I put the first vending machine in Audubon Middle School, and honestly, seeing how much it’s helped the kids has just motivated me to keep going. It’s a challenging process, but when kids come up to me and tell me that this food helped them when they didn’t have breakfast that day really warms my heart. It makes me want to put up vending machines in more schools and communities. So, we’re about to install another vending machine in Wigan Elementary School, and recently the community center manager of Ottawa Middle School decided to install one there as well. I also want to put a vending machine outside of the WISH office because a lot of people pass by there.
I just want this project to grow, as in I want these vending machines to be in more schools that either want it or need it, and I want to put them up in community centers too. Also, I want people to be able to learn from my experience and be able to set this up in their communities as well. On my website, I have the entire procedure on how I started this project because I want people to be able to implement it in their cities as well.
I’m also in the process of applying for some grants because paying for all the food by myself and from donations from friends and families is not sustainable long term.
You said that the CEO of WISH, Malik Owens, is your mentor. Why do you think it’s important to have mentors?
Okay, first of all, I am only 17, right? I’m young! And when I first had the idea of a free vending machine, I never, ever thought that I could even pull it off because – where do I even get a vending machine? Where do I put the vending machine? How do I move a vending machine? In the beginning, my parents were shocked by the idea.
I was already volunteering for WISH before I even spoke about this idea to Malik, and I just felt like partnering with such a good nonprofit organization and getting Malik’s help would be invaluable. He helped me find locations and helped me coordinate moving the vending machine into to the school.
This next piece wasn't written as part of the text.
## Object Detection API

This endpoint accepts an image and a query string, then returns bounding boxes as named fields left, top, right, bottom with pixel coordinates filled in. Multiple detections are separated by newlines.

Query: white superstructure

He’s just a guide there for me whenever I have questions, and this is a challenging journey, but a rewarding journey. Having a mentor is so important. I can rely on and ask any questions that I need because I know for a fact I can’t do this all by myself. I learned from Malik how to communicate with school’s principals and teachers, and I’ve learned a lot from that process.
What’s been the most rewarding part of your work?
The whole journey has been rewarding, but when I set up the first vending machine in Audubon Middle School, we had a grand opening for my vending machine, and I gave a little speech and kids came up to me and they told me that they loved this idea. One teacher came up to me after I gave my speech and started crying saying, “This is going to change our school, this is such an amazing idea and we really appreciate it.” That was the first, most rewarding thing that’s ever happened.
Also, a week after I set the machine up, I went back to the school and I just saw a huge line of kids just getting food, and I didn’t even know if people were going to use it. So, the fact that there was a line of kids excited to grab a snack from the machine made me so happy.
Why is it important for others to get involved in causes they care about?
I’ve just learned this about myself, that when I’m this passionate about something I’ll be able to convey it and I’ll be able to make it happen. When I’m passionate about something, I’m just going to get the output no matter what. Also, it’s such a rewarding experience. You only live once. You’ve got to do what you feel you want to make an impact on.
What do you want people to learn from your story?
So, I’m in school, I have hard classes and I’m stressed all the time, but I can’t sacrifice something that I’m this passionate about just for school. I balance both, but the fact that I was able to do this project during school makes me want to tell people that it’s going to be challenging. I still can’t believe I was able to get this output, but you really have to believe in yourself. If you don’t believe in yourself, then no one’s going to believe in you. You have to believe in yourself first, and you have to know that whatever you put your mind to, you will get an output.